The top-ranked Lady Bears are six NCAA tournament victories away from another national title.
“I think we’re on track, just like we were last year,” Griner said.
Griner, Odyssey Sims and their Baylor teammates are getting a couple of well-deserved days off during spring break after a dominating run through the Big 12. A little rest for the defending national champions before what likely will be another deep run into the NCAA tournament.
“These young ladies completed another part of their goal board,” coach Kim Mulkey said proudly after the Lady Bears’ 75-47 victory over No. 23 Iowa State in the Big 12 title game Monday night. “Their goal was to win a Big 12 championship, win a tourney championship. And they’ve done that.”
A year after becoming the NCAA’s first 40-win team during an undefeated national championship season, the Lady Bears (32-1) will surely be the No. 1 overall seed in the NCAA tournament again. They have won 30 games in a row since a two-point loss to Stanford a week into this season when Sims was hurt.
“I think we’re where we need to be, especially with this game,” Griner said after the Big 12 tournament-clinching victory in a matchup of the league’s top two seeds. “If we can play like we played (against the Cyclones), anything’s possible.”
The Lady Bears will open the NCAA tournament at home on the Waco campus, where first- and second-round games will be played March 24 and 26. They have a nation’s-best 55-game home winning streak.
On the podium after the Big 12 title game, Griner and Sims both said they hoped Mulkey would give them “maybe a couple days off.” The coach agreed, knowing that wanting a break doesn’t mean her team is satisfied with what they’ve done so far.
“Just rest and get in the gym, tune up some little things that we need to work on, polish some edges, just keep doing what we’re doing,” Griner said.
“We’re a great team. There’s always something to be corrected,” said Sims, the junior point guard and only non-senior starter. “Whenever we start practicing again, we’ll get out there, nothing will change. Working on the basics, working on Baylor things that we normally work on, getting focused, our main goal.”
In her final Big 12 game, Griner had 23 of her 31 points by halftime _ outscoring Iowa State by 10 points on her own by then.
Griner finished 14 of 17 shooting and had as many field goals as the Cyclones’ entire team when she came out of the game for good with 4:12 left and Baylor up by 32 points.
Baylor led 41-13 at halftime. Griner missed only one of her 12 first-half shots, but grabbed the rebound of that miss for a putback that started a 19-0 run and put the Lady Bears ahead to stay.
The only time Baylor didn’t win the Big 12 regular season or tournament title with the trio of fourth-year seniors Griner, Kimetria Hayden and Jordan Madden was when they were freshmen three years ago. But they made it to the NCAA Final Four that season.
Baylor has won 49 consecutive regular-season and tournament games in the Big 12, going undefeated through league in the regular season the past two years.

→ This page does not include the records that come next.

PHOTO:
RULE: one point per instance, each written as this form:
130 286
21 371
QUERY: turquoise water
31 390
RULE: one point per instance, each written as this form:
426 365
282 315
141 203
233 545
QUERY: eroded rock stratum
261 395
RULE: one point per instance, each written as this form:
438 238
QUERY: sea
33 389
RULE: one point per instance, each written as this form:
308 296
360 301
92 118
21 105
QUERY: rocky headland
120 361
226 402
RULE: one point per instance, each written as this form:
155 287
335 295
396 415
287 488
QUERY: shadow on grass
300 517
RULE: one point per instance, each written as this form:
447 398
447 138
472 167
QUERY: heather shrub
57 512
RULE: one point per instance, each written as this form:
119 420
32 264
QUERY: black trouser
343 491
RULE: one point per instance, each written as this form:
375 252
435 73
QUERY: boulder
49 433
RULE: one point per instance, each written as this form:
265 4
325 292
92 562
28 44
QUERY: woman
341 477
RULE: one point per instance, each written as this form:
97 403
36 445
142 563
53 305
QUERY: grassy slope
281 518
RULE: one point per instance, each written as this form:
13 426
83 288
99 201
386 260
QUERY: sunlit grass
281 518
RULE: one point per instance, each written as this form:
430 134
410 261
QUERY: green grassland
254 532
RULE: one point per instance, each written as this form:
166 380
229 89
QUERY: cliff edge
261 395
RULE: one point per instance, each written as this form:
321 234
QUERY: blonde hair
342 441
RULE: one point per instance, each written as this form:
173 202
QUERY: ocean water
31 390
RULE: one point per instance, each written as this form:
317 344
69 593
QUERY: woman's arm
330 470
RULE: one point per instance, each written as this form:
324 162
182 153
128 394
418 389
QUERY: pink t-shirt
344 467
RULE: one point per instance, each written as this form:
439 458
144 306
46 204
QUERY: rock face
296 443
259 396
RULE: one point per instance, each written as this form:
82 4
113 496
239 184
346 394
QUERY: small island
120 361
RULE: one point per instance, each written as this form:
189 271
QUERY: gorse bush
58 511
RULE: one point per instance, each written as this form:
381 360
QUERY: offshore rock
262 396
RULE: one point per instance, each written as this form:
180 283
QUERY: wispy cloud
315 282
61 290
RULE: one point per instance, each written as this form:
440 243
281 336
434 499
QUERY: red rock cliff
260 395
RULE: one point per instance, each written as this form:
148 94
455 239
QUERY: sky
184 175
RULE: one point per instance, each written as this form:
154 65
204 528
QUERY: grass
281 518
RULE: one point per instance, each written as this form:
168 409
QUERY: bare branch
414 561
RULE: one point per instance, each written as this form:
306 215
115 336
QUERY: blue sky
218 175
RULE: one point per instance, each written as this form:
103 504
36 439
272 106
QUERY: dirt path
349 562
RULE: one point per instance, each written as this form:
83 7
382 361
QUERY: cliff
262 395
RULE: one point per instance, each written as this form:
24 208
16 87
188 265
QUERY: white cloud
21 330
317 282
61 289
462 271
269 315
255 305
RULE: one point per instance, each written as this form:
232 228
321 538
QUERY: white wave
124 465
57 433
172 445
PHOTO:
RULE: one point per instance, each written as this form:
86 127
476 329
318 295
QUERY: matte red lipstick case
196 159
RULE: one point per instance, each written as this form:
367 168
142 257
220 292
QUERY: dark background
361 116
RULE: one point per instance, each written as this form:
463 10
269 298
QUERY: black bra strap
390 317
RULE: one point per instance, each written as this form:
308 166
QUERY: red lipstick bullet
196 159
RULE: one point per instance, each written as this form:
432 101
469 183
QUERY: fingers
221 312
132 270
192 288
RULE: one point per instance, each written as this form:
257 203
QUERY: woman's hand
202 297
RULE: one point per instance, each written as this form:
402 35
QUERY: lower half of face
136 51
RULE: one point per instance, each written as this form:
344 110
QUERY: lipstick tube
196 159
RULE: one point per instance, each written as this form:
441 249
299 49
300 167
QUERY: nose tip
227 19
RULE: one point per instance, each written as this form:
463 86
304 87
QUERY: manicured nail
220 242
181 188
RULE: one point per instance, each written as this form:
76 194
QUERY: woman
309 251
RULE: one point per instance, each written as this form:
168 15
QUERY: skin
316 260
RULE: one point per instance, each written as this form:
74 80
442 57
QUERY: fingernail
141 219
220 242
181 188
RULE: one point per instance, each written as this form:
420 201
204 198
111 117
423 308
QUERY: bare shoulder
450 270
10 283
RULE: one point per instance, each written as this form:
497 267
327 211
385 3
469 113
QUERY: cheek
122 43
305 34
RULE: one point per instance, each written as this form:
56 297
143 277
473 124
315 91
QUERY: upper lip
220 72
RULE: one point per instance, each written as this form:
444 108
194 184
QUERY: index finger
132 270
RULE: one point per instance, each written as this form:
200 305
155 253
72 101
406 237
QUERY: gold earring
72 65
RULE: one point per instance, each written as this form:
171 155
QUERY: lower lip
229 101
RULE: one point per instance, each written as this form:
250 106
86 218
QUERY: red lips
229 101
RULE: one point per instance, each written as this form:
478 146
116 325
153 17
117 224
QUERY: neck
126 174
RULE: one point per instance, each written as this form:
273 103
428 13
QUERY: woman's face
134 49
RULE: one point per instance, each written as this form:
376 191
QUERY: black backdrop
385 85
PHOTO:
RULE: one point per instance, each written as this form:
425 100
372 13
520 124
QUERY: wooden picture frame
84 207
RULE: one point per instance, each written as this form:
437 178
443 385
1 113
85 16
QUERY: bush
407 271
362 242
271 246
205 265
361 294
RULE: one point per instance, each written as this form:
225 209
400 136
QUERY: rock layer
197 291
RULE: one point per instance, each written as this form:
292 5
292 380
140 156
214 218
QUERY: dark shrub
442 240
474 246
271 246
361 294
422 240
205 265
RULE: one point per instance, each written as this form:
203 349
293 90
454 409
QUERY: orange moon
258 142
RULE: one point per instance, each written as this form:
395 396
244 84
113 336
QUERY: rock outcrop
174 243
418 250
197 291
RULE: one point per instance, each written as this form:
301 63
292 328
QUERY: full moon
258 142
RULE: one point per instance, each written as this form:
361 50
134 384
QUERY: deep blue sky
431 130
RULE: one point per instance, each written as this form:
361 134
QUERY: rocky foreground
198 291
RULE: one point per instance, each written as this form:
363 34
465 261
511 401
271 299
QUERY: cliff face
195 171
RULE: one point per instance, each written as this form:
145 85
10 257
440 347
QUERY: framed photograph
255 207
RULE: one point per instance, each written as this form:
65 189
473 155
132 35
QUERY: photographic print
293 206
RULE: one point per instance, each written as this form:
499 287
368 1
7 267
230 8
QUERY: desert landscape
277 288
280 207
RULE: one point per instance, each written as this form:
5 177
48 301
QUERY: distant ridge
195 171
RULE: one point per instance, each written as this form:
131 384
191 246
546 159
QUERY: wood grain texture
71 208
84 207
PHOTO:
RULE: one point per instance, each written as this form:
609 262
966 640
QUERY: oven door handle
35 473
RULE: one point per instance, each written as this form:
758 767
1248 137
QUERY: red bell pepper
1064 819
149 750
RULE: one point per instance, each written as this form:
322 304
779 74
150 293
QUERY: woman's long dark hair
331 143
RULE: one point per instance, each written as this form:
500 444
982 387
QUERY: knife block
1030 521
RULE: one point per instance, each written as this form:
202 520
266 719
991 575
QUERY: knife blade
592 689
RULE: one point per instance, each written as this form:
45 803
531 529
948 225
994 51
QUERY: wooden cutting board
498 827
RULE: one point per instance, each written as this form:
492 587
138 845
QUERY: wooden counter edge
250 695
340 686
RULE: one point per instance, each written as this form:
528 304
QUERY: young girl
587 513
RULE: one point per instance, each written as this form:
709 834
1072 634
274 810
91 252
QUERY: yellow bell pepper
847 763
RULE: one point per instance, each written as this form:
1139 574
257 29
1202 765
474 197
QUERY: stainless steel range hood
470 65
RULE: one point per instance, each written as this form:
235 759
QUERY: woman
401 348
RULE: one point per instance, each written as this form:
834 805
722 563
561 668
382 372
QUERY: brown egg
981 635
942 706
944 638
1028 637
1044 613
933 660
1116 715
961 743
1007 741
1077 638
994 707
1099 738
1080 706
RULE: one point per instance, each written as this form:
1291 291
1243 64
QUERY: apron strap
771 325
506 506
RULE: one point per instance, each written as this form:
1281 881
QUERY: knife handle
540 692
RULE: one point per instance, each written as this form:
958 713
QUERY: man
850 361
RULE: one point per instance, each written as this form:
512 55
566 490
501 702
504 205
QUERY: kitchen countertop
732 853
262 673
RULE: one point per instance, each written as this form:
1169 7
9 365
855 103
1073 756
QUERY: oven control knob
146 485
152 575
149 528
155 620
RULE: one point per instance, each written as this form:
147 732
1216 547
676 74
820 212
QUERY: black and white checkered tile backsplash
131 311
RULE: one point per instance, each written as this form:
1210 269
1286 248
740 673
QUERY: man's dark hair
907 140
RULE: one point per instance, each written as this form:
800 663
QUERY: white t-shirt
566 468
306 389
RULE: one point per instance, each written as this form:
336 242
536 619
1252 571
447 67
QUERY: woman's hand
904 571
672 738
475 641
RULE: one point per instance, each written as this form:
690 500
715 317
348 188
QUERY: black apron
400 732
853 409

What that streak doesn’t include is an NCAA regional final loss _ one game shy of another Final Four appearance _ to then-conference foe Texas A&M two years ago in the American Airlines Center, where the Lady Bears got to celebrate their latest Big 12 tournament title.
“I don’t take championships for granted. We may never win another one. This may be our last Big 12 championship. Who knows?,” Mulkey said. “But the thing you can’t say about this bunch is that we were talented and never won it all, never won any.
“Other than the one little epic disappointment, I think they’ve had a great run in the Big 12 and the NCAA tournament,” the coach said. “I really do, whether we ever win another one.”